Eric S. Gordon, the CEO of the Cleveland school district, said the MC2 school has been a valuable asset in helping other schools along.
But he said reinventing the P-8 schools with a new STEM focus won’t be easy and is a gradual process. Five of the six schools were identified for transformation because of poor academic performance.
“This isn’t just slapping a [STEM] label on the school,” Gordon said. “It’s promising work around a STEM theme, but work that is far from completed.”
Although my story ended up focusing on STEM schools that are not highly selective, I did speak with the leader of one such school, the Illinois Mathematics and Science Academy, where the design is to reach far beyond the students the school serves.
“We don’t even call ourselves a school, since we aspire to be the world’s leading learning laboratory” for teaching math and science, said Max McGee, the president. “Part of our legislative charge is to be a catalyst to transform math and science education throughout Illinois.”

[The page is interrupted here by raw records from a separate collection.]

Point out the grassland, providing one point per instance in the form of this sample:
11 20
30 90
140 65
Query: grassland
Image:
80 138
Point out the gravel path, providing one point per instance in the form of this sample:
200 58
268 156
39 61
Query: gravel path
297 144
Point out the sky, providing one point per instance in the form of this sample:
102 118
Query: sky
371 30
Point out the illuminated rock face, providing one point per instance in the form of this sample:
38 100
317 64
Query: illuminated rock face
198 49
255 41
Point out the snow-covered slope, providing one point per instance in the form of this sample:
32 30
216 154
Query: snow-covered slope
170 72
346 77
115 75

He noted that the academy, which is celebrating its 25th anniversary this year, recently opened three field offices: one on the South Side of Chicago, one in rural Rock Island, and a third in Metro East, an area of Illinois east of St. Louis. Those field offices provide teacher professional development, as well as after-school programs and summer camps.

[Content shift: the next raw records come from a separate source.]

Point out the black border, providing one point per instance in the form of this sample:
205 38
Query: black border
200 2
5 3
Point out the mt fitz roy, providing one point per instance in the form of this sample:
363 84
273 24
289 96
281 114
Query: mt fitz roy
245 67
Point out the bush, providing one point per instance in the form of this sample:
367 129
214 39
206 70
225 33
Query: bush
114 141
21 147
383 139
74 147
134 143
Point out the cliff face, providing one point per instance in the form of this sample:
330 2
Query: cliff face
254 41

McGee said that while there are certainly differences between highly selective STEM schools and those targeting a broader or more disadvantaged population, the kind of approach his school takes can be applied elsewhere.
“What we have found with our field work with middle school students is that these methods of inquiry-based mathematics and science instruction can really work for all students,” he said.
Meanwhile, I’ll highlight some of the research getting under way focused on STEM schools.
As my story notes, the National Science Foundation recently provided a grant to explore the feasibility of conducting a long-term, national study of “inclusive” STEM schools that target underrepresented populations. That work is being led by Barbara Means from SRI International. Means also co-authored a 2008 report on STEM high schools, based on a survey of such schools. And earlier this year, SRI completed another study on a Texas network of STEM schools.
Meanwhile, Sharon Lynch from George Washington University is leading a new, two-year research project, also with support from the NSF, to provide case studies of about a dozen inclusive STEM schools.
“Nobody has been inside the schools systematically,” Lynch told me. “I can’t even find a case study online.”
Meanwhile, the NSF has provided another recent grant to examine the work of the Ohio STEM Learning Network. The $1.5 million grant will be used to study the factors affecting the implementation, spread, and sustainability of innovative STEM teaching and learning at the secondary school level.